Let us consider the ramifications of the previously desribed scenario. The food would not be properly prepared, which means that all the vitamins, nutrients, proteins, minerals, phytoestrogens, phytonutrients, EPA, GLA, essential fatty acids, et cetera would either not be available for consumption at all or the quality would be less than the required amount necessary for the efficient and effective assimilation and future management of the human body. As a result of this, the parts (organs) of this machine (human body) receive less than they need to replicate, duplicate, repair, defend, and retain homeostasis which causes the working “parts” to breakdown and age. A domino effect has now been put in motion whereby the parts of the body that are deficient cause an on going degeneration of everything else (i.e. the bad apple that spoils the rest of the barrel). The outcome is that the “internal body” cannot supply the “external body” (the skin) with the necessary requirements to achieve and sustain a long, healthy and useful life. And, how did all this happen? I flipped a switch!

Energy And the Human Body
So let us “flip” through this concept of energy as it affects my and hopefully your favorite subject: the skin. To start with, every organ and system of the human body requires energy (the “kitchen electricity” example above) in order to function … including the skin. Every molecule has a nucleus. The nucleus controls the everyday workings, habits, output and effectiveness of its respective molecule. Inside the nucleus are the controlling “factors” that guide the molecule on a second-by-second basis. There is the DNA which is responsible for the “character” of the skin; there is the RNA which is responsible for the “personality” of the skin; and there is the ATP which is the energy factor and the subject of this article. ATP stands for Adenosine TriPhosphate. During the wakening hours of each person, the ATP disperses energy as directed by the brain. Nerve receptors all over the body and skin send signals to the brain, on a second-by-second basis, requesting energy in order to operate. The brain considers all the requests and divides them up — judiciously directing the available energy. Unfortunately, all requests are not answered. Why?

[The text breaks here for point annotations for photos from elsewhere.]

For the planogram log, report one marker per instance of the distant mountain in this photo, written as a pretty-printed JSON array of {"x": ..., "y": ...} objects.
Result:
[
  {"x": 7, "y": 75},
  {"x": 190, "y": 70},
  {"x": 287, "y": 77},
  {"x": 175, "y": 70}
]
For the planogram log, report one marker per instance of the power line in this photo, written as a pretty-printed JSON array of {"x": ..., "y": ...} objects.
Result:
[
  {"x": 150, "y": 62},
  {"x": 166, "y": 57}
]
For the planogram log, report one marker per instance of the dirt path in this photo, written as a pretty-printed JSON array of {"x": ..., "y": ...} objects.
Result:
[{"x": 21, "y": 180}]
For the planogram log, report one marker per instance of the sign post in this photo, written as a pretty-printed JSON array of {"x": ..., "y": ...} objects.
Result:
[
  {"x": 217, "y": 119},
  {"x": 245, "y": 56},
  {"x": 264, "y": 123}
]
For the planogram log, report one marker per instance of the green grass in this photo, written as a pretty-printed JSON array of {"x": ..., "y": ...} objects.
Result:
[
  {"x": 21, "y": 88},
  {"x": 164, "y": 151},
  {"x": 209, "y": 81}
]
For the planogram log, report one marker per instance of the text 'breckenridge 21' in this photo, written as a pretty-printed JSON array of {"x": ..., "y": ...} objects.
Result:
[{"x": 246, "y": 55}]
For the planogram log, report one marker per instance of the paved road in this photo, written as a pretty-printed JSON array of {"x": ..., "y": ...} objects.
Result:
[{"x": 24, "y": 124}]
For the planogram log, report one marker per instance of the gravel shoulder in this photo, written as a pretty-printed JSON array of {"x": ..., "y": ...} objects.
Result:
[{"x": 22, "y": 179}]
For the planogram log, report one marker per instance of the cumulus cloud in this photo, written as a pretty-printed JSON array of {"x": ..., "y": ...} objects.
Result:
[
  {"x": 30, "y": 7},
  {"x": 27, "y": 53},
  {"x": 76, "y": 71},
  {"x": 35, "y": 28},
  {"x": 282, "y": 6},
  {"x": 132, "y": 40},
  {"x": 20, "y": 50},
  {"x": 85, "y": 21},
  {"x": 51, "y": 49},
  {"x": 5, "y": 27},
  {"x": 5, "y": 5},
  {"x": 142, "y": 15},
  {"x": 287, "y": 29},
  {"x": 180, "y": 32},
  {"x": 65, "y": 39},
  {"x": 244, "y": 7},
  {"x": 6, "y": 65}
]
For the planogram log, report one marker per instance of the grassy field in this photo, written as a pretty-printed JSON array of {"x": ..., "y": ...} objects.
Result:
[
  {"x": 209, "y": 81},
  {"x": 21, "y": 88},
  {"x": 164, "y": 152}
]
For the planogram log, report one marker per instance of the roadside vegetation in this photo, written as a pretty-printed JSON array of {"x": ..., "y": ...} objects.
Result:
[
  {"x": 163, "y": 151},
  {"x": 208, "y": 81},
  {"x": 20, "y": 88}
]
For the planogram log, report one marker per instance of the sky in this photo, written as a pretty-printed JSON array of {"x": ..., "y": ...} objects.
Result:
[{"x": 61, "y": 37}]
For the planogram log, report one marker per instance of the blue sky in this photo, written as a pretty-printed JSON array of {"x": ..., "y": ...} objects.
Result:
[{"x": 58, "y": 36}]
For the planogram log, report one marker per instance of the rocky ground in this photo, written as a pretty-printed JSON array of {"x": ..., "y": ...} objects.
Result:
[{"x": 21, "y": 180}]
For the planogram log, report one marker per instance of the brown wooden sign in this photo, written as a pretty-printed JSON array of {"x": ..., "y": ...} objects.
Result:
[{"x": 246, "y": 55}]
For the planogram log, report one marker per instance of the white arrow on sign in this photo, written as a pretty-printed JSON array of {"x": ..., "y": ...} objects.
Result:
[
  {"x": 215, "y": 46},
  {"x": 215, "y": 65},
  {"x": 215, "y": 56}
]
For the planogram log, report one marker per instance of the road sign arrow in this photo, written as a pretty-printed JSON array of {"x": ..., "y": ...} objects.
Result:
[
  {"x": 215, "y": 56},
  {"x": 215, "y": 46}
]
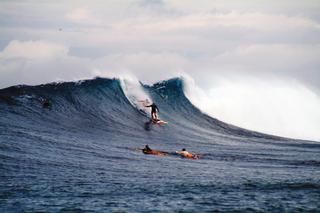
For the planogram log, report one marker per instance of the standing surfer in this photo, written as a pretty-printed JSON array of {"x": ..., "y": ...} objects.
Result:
[{"x": 154, "y": 110}]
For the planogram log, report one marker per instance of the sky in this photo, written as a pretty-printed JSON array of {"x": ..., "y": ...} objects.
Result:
[{"x": 252, "y": 63}]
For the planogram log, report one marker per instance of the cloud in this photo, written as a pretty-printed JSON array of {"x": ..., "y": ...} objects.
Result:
[
  {"x": 40, "y": 50},
  {"x": 154, "y": 40},
  {"x": 82, "y": 16}
]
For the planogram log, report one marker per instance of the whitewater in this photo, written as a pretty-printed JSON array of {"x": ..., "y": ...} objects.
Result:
[{"x": 82, "y": 154}]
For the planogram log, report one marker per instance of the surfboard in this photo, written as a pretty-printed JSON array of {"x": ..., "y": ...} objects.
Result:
[
  {"x": 158, "y": 121},
  {"x": 155, "y": 152},
  {"x": 188, "y": 155}
]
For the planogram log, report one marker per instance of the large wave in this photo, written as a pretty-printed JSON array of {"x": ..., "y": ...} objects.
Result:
[{"x": 111, "y": 105}]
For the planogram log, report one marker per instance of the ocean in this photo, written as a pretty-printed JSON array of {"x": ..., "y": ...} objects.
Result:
[{"x": 82, "y": 154}]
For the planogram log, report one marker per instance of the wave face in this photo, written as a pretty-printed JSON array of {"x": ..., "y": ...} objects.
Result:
[{"x": 80, "y": 154}]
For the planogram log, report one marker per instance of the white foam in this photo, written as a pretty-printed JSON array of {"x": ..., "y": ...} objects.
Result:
[
  {"x": 279, "y": 107},
  {"x": 135, "y": 92}
]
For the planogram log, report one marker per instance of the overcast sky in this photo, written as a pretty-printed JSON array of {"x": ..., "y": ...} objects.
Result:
[{"x": 211, "y": 41}]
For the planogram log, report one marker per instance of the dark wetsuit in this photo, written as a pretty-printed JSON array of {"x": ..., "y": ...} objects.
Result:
[{"x": 154, "y": 108}]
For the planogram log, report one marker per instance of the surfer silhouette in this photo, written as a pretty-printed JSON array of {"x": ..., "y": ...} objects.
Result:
[{"x": 154, "y": 110}]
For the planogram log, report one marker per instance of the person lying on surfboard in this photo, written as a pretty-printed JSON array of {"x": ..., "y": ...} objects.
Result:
[
  {"x": 154, "y": 110},
  {"x": 184, "y": 153},
  {"x": 146, "y": 149}
]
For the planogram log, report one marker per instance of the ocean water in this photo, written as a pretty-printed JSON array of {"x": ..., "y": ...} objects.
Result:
[{"x": 82, "y": 155}]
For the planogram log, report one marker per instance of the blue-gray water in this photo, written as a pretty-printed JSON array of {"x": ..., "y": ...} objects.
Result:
[{"x": 81, "y": 155}]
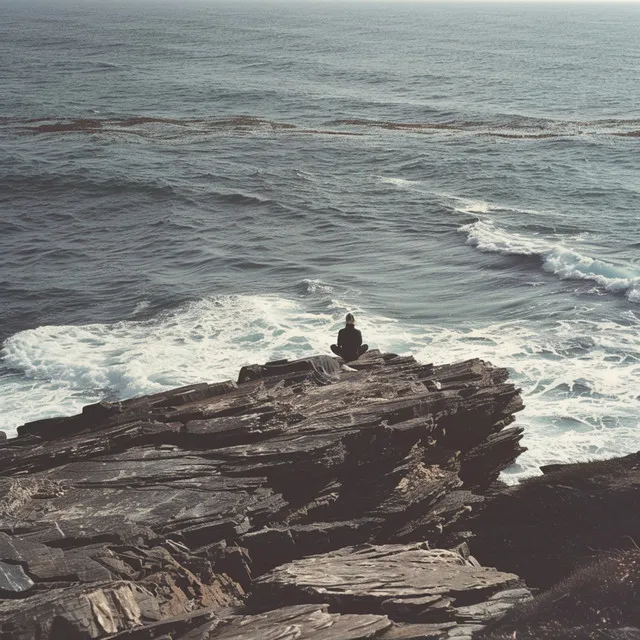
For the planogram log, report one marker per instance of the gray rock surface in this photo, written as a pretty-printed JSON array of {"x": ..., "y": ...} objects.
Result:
[{"x": 177, "y": 503}]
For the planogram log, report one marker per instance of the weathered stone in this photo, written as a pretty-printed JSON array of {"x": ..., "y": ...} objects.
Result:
[
  {"x": 303, "y": 622},
  {"x": 548, "y": 526},
  {"x": 13, "y": 580},
  {"x": 405, "y": 582},
  {"x": 91, "y": 611},
  {"x": 178, "y": 501}
]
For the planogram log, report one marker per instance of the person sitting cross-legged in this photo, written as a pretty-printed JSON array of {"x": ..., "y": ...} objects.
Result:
[{"x": 349, "y": 345}]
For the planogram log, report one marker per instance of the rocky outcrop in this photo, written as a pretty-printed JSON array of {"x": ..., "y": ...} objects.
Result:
[
  {"x": 186, "y": 514},
  {"x": 549, "y": 526}
]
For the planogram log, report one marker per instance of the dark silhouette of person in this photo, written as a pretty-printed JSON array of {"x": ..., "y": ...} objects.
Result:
[{"x": 349, "y": 345}]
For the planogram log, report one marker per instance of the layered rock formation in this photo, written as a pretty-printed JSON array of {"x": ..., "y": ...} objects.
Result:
[{"x": 303, "y": 501}]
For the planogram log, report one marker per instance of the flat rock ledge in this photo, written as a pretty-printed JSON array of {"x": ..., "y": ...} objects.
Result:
[{"x": 305, "y": 500}]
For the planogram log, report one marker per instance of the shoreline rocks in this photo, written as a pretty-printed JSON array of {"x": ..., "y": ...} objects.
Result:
[{"x": 305, "y": 499}]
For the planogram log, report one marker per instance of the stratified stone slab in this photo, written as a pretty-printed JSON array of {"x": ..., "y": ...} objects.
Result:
[
  {"x": 406, "y": 582},
  {"x": 302, "y": 622}
]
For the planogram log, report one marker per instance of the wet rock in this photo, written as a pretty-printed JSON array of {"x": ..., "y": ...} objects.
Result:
[
  {"x": 153, "y": 517},
  {"x": 405, "y": 582}
]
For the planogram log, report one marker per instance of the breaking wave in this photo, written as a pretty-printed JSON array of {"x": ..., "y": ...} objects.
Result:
[{"x": 565, "y": 262}]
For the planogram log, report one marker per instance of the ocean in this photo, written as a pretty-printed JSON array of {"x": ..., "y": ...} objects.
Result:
[{"x": 189, "y": 187}]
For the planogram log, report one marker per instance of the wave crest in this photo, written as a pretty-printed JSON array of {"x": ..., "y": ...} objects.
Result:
[{"x": 564, "y": 262}]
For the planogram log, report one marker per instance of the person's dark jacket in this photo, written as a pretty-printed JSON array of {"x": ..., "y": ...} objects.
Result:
[{"x": 349, "y": 339}]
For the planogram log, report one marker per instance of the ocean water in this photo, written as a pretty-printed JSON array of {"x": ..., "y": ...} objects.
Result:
[{"x": 189, "y": 187}]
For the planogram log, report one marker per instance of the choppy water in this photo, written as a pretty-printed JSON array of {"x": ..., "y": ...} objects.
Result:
[{"x": 188, "y": 188}]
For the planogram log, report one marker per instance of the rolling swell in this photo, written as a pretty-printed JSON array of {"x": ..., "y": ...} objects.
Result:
[
  {"x": 565, "y": 262},
  {"x": 504, "y": 126}
]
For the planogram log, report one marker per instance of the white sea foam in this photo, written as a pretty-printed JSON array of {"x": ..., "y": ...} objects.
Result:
[
  {"x": 580, "y": 379},
  {"x": 62, "y": 368},
  {"x": 564, "y": 262}
]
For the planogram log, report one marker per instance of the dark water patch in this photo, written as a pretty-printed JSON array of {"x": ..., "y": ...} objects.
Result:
[{"x": 48, "y": 185}]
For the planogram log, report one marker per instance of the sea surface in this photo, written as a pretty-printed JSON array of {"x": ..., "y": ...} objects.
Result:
[{"x": 189, "y": 187}]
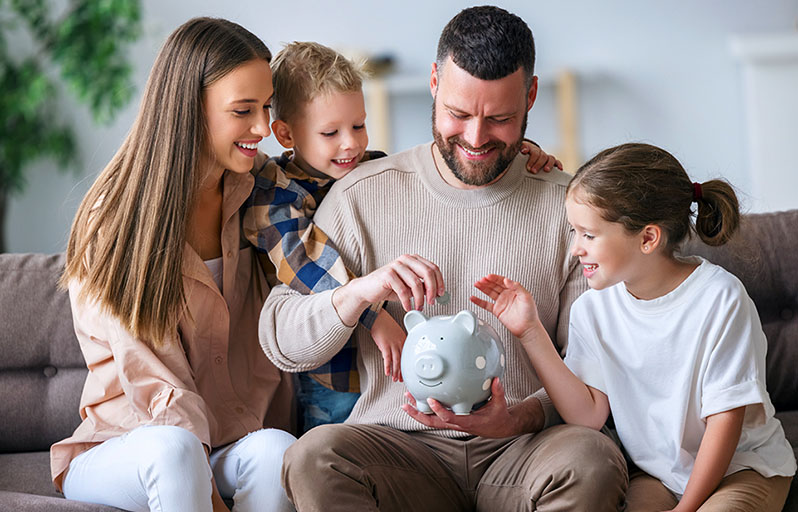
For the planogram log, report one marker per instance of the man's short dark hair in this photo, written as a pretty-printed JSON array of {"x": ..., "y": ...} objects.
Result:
[{"x": 489, "y": 43}]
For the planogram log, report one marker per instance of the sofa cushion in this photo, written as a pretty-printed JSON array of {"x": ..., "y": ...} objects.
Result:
[
  {"x": 764, "y": 257},
  {"x": 42, "y": 370},
  {"x": 33, "y": 503}
]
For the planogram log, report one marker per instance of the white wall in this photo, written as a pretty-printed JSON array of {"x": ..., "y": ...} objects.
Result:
[{"x": 660, "y": 72}]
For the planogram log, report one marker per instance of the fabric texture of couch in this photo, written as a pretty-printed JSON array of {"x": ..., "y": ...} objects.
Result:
[{"x": 42, "y": 370}]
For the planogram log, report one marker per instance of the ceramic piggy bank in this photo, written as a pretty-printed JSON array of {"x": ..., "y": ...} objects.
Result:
[{"x": 452, "y": 359}]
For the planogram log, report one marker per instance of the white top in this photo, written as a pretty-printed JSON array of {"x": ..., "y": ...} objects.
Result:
[{"x": 668, "y": 363}]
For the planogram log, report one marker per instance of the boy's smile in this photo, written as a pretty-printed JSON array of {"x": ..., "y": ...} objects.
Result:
[{"x": 329, "y": 135}]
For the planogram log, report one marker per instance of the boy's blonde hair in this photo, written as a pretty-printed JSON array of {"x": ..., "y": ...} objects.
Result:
[{"x": 304, "y": 70}]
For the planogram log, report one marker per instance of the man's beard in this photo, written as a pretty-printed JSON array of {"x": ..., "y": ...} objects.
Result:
[{"x": 476, "y": 173}]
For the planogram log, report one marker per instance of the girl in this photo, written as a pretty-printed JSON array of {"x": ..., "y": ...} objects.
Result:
[
  {"x": 672, "y": 346},
  {"x": 166, "y": 297}
]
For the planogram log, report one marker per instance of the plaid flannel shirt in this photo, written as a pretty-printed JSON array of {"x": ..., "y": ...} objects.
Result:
[{"x": 278, "y": 222}]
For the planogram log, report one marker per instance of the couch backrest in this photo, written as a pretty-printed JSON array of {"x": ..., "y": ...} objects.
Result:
[
  {"x": 765, "y": 259},
  {"x": 41, "y": 368}
]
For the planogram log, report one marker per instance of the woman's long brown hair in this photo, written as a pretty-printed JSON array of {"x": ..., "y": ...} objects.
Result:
[{"x": 127, "y": 239}]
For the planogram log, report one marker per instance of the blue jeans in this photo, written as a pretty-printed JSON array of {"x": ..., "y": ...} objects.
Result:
[{"x": 319, "y": 405}]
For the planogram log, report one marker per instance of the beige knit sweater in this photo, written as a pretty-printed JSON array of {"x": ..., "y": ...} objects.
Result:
[{"x": 400, "y": 204}]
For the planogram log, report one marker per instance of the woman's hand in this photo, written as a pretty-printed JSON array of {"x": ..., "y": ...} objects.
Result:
[
  {"x": 538, "y": 159},
  {"x": 512, "y": 304},
  {"x": 410, "y": 279}
]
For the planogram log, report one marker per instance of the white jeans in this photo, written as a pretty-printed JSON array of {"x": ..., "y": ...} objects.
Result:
[{"x": 164, "y": 468}]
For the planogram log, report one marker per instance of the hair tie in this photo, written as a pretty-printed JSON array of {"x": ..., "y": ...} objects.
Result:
[{"x": 697, "y": 193}]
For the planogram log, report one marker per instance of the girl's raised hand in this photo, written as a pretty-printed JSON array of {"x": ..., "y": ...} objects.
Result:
[
  {"x": 512, "y": 304},
  {"x": 538, "y": 159}
]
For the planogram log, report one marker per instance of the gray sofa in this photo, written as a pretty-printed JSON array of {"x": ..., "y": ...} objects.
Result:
[{"x": 42, "y": 370}]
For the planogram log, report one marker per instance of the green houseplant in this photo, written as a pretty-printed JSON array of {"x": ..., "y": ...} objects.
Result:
[{"x": 82, "y": 41}]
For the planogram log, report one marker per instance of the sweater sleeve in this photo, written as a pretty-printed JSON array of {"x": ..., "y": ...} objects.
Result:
[
  {"x": 278, "y": 221},
  {"x": 575, "y": 285}
]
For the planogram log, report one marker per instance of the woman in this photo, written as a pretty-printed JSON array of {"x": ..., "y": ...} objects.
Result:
[{"x": 166, "y": 295}]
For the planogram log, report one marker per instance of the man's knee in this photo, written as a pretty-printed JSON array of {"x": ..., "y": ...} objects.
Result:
[
  {"x": 585, "y": 451},
  {"x": 311, "y": 453}
]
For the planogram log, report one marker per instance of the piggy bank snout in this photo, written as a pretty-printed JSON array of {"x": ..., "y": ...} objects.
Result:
[{"x": 429, "y": 366}]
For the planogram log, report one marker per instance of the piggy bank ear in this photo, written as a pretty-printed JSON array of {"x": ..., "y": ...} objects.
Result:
[
  {"x": 413, "y": 318},
  {"x": 467, "y": 320}
]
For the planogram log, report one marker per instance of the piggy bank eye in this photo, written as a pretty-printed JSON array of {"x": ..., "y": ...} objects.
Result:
[{"x": 430, "y": 367}]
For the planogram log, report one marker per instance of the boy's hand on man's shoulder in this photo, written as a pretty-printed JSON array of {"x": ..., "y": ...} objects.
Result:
[{"x": 538, "y": 159}]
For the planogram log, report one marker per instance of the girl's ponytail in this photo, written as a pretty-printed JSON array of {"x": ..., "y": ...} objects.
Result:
[
  {"x": 718, "y": 215},
  {"x": 638, "y": 184}
]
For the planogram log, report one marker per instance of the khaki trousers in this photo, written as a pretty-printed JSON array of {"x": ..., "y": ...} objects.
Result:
[
  {"x": 372, "y": 467},
  {"x": 744, "y": 491}
]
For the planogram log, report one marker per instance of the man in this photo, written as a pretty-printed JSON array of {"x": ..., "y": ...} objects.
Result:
[{"x": 466, "y": 204}]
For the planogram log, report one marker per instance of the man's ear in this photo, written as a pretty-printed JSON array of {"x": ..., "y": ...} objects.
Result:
[
  {"x": 433, "y": 80},
  {"x": 651, "y": 237},
  {"x": 532, "y": 94},
  {"x": 282, "y": 132}
]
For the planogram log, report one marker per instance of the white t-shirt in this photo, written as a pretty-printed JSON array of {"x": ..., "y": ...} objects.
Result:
[{"x": 668, "y": 363}]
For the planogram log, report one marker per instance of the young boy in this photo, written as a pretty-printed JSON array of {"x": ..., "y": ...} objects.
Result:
[{"x": 320, "y": 117}]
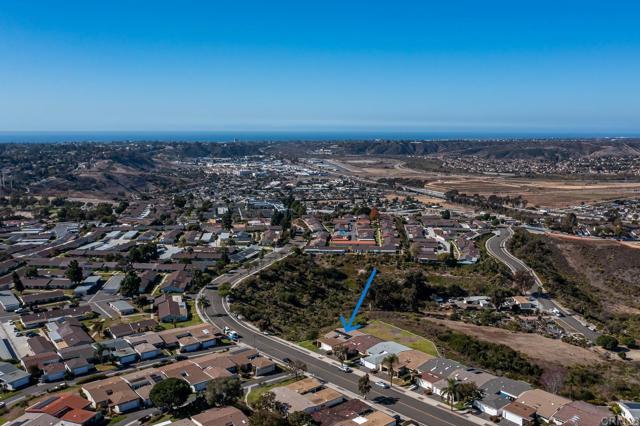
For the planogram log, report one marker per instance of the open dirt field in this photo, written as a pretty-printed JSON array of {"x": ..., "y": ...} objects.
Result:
[
  {"x": 539, "y": 192},
  {"x": 533, "y": 345}
]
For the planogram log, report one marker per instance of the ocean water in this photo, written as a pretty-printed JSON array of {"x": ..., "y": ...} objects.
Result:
[{"x": 246, "y": 136}]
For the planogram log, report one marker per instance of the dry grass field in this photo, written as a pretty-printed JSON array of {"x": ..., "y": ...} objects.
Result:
[
  {"x": 537, "y": 347},
  {"x": 539, "y": 192}
]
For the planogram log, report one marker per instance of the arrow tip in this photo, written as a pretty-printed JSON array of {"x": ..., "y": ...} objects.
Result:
[{"x": 348, "y": 326}]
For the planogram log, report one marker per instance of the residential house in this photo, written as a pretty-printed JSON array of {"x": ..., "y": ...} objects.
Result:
[
  {"x": 545, "y": 404},
  {"x": 221, "y": 416},
  {"x": 78, "y": 366},
  {"x": 67, "y": 332},
  {"x": 520, "y": 414},
  {"x": 12, "y": 378},
  {"x": 176, "y": 282},
  {"x": 8, "y": 301},
  {"x": 146, "y": 351},
  {"x": 189, "y": 372},
  {"x": 377, "y": 353},
  {"x": 122, "y": 307},
  {"x": 43, "y": 297},
  {"x": 498, "y": 393},
  {"x": 435, "y": 370},
  {"x": 580, "y": 413},
  {"x": 171, "y": 308},
  {"x": 53, "y": 372},
  {"x": 122, "y": 330},
  {"x": 630, "y": 411},
  {"x": 70, "y": 408},
  {"x": 113, "y": 393}
]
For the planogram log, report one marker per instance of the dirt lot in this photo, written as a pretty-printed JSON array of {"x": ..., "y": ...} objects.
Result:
[
  {"x": 533, "y": 345},
  {"x": 539, "y": 192},
  {"x": 609, "y": 266}
]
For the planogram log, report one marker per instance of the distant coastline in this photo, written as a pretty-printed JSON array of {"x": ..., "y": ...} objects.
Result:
[{"x": 275, "y": 136}]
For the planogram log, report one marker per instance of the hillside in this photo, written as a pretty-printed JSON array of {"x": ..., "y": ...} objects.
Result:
[{"x": 596, "y": 279}]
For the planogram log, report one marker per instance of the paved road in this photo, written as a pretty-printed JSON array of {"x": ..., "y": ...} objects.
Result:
[
  {"x": 394, "y": 399},
  {"x": 497, "y": 247}
]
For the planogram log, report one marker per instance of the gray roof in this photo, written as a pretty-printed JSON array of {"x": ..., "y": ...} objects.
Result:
[
  {"x": 121, "y": 305},
  {"x": 34, "y": 419},
  {"x": 114, "y": 282},
  {"x": 505, "y": 386},
  {"x": 440, "y": 366},
  {"x": 632, "y": 406},
  {"x": 9, "y": 373},
  {"x": 387, "y": 348},
  {"x": 495, "y": 401},
  {"x": 8, "y": 299}
]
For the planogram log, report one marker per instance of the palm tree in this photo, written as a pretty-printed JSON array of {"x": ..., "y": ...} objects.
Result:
[
  {"x": 617, "y": 411},
  {"x": 390, "y": 362},
  {"x": 97, "y": 326},
  {"x": 203, "y": 302},
  {"x": 98, "y": 352},
  {"x": 364, "y": 385},
  {"x": 450, "y": 393}
]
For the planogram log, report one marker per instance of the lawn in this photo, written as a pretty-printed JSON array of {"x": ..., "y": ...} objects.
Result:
[
  {"x": 194, "y": 320},
  {"x": 258, "y": 391},
  {"x": 385, "y": 331},
  {"x": 7, "y": 394},
  {"x": 309, "y": 344},
  {"x": 116, "y": 419}
]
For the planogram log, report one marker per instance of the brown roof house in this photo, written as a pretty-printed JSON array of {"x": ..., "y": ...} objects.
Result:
[{"x": 113, "y": 393}]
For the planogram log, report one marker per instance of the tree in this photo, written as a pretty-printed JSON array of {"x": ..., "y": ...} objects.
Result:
[
  {"x": 301, "y": 418},
  {"x": 364, "y": 385},
  {"x": 297, "y": 368},
  {"x": 203, "y": 302},
  {"x": 31, "y": 271},
  {"x": 74, "y": 272},
  {"x": 469, "y": 392},
  {"x": 523, "y": 281},
  {"x": 266, "y": 418},
  {"x": 223, "y": 391},
  {"x": 97, "y": 326},
  {"x": 617, "y": 412},
  {"x": 390, "y": 362},
  {"x": 130, "y": 285},
  {"x": 98, "y": 352},
  {"x": 17, "y": 282},
  {"x": 170, "y": 393},
  {"x": 608, "y": 342},
  {"x": 227, "y": 220},
  {"x": 268, "y": 402},
  {"x": 451, "y": 392}
]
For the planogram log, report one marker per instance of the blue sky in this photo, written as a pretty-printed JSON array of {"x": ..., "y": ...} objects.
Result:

Physiology Of the Human Body
A quick lesson in physiology. Our bodies resemble a hierarchy. The first organ to get anything (vitamins, minerals, nutrients, water and energy) is the brain; second is the heart; third are the lungs. Of course, the last organ of the body to get all the good stuff is the skin. So, during the wakening hours of a person’s life, all the organs above the skin on the priority ladder get their demands filled while the skin has to get by with next to nothing.